Technical functions of insurance on a growing number of VC decks lately. On the surface, at least, the insurance industry presents a nearly perfect storm for the disruption.
On the one hand, it is an industry inherited from the radical need for digitization and yet paralyzed by the innovator's dilemma. On the other hand, new technologies, such as ubiquitous connectivity, new types of sensors and machine learning, mean that the very essence of insurance (for example, how to evaluate the risk) will be potentially very different in a few years.
However, because of the regulatory overhead costs necessary to launch a new insurance technology company and the fact that it usually requires working with reinsurers or underwriters, progress has been slow. That's what says Stephen Brittain, co-founder and director of InsurTech Gateway, a recently launched accelerator for "insurtech" startups, supported by Hambro Perks and Robert Lumley.
In what appears to be a first, at least in the United States, InsurTech Gateway is also an approved FCA insurance broker and has made underwriting arrangements with Aspen, the 39, one of the world's leading specialists in insurance and reinsurance. This, according to Brittain, should significantly reduce the time required for accelerator-supported startups to launch new innovative products.

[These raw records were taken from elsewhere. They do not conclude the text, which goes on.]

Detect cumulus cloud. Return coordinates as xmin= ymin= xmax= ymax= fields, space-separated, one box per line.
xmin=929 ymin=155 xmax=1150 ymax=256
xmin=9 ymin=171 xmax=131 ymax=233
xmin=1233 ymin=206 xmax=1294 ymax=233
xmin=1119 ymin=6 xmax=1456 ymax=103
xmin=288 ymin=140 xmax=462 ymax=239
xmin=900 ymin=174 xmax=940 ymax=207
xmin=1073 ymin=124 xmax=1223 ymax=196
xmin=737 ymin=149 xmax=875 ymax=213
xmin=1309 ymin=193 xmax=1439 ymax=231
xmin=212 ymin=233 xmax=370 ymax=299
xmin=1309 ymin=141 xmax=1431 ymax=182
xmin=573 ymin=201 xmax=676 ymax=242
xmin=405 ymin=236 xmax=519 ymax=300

"[Right now] bad people get through because the barriers are so high," he says. "Rather than spend 18 months in the insurance market and become an expert in form filling and start-up tourism, we want to collaborate with entrepreneurs and help them get into the market in a few weeks" .
In addition to helping new insurtech startups obtain delegated regulatory approval and receive underwriting support, InsurTech Gateway invests on customized terms, paired with companies at various stages. Think about pre-seed for start-up financing at your fingertips. It also provides office space, complete compliance, key technical platforms and GDPR procedures, and has partnering arrangements with capital providers, distributors and key infrastructure such as computer platforms and of payment.
Once all this is in place, Brittain argues, it becomes easier for more enterprising and creative people to get into insurtech: people who are not cluttered with inherited thought and do not necessarily come of the insurance sector. "That's what it's all about, we're lowering the barrier at the entrance so that the genie can come in," he says.
In the meantime, it was said that three portfolio companies are already in place: InMyBag, which offers specialized insurance and data recovery services for freelancers; By Miles, telematics-based auto insurance for low-mileage drivers; and Floodflash, an IoT flood sensor that enables instant flood insurance. Five other insurtech startups are expected to join InsurTech Gateway by the end of 2018.